Having spent the preceding week like a 6-year-old suffering sleepless nights in anticipation of a new toy, I finally placed the order for my first tablet. OK, being a 58-year-old retired civil servant with copious amounts of OCD meant that I'd already trawled the Net looking for the device that met my usage criteria: once I'd worked out what that criteria would be, that is. After all, I didn't really need a tablet. My gaming rig PC (bought and paid for at great expense only two months previously) would more than accommodate my obsessive needs to play games and access the Internet for the next half-decade. So why do I feel the need to buy a tablet? The embarrassingly honest answer is: "Because everyone else has got one!". And not only everyone else! A lot of people I know don't even understand computers! But here I am getting e-mails with the subtext: "sent from my iPad", or somesuch! And, to boot, I am a devoted science fiction fan! I have lived with the concept of personal devices that enhances the knowledge base for years before this technology arrived. Everything from Jack Kirby's "Mother Box" in the comics to Charles Stross's "Singularity" in the hard Sci-Fi literature. Intolerable that I should do without when everyone else is playing with the new toys!
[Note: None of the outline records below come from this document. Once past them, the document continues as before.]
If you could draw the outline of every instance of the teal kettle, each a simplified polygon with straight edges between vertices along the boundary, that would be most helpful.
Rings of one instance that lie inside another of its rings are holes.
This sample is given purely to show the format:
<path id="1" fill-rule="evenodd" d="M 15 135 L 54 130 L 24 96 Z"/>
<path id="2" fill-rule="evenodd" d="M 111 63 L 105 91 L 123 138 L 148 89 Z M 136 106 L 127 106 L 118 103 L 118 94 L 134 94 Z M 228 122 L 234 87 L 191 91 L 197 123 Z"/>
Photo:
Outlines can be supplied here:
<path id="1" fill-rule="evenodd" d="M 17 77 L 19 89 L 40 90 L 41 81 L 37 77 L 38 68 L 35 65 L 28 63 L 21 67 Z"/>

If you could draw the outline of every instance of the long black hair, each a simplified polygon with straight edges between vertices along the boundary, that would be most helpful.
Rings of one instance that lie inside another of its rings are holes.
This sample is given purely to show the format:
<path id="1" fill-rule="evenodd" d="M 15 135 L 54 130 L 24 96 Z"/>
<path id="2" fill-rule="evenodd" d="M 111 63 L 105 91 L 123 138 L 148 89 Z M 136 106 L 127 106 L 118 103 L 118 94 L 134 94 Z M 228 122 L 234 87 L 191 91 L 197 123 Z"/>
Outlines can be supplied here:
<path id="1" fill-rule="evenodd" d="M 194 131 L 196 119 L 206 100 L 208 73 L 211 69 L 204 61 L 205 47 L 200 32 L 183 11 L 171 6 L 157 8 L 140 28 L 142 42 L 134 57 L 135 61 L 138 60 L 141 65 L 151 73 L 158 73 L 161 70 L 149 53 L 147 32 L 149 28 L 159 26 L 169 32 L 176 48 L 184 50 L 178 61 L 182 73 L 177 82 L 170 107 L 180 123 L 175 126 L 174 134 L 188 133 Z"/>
So, with consummate efficiency, it arrived. Ordered on Tuesday morning from Google Play, arriving Wednesday morning courtesy of TNT. Shakily breaking the seals, what do I find? One tablet. One micro-USB lead. One USB adapter. One plug. Two bits of paper: one legal warranty that no one reads; one "quick start" guide that comprises of two technical bits of advice (recharge the device and turn it on) and endless pages of Health & Safety instructions (don't use this near explosives, don't use this if you have a pacemaker, don't upset airline staff, don't pour acid over it, don't give it to kids, don't wipe your ass with it). All of it useful, I'm sure but none of it actually telling me how to use the damn thing!

So, you do what any chimpanzee does. You turn it on. Then, in the absence of the oh-so-familiar mouse and keyboard, you stab at the flat, glossy surface with your monkey fingers. And, because you believe yourself to be more evolved than said primate, you start running your greasy digits backwards and forwards over the screen in the same manner as you've seen the kids do (but without the easy, slick confidence of said teenagers, methinks). Accidentally tilting the screen, causing the gyroscope to do things that you absolutely KNOW a TV or a proper PC monitor doesn't do, you see a revolting film of skin grease and fingerprints that would give the average CSI operative an orgasm. Finally, after a few hours of making the pretty colours race backwards and forwards, and up and down, across the screen, you admit that you will NOT be the master of this particular device in a single day. With a sense of defeat you put the new toy to bed and, with the simplicity of the aforementioned 6-year-old, play with the cardboard box for a bit before returning to Skyrim on your beloved PC. Round 2 tomorrow.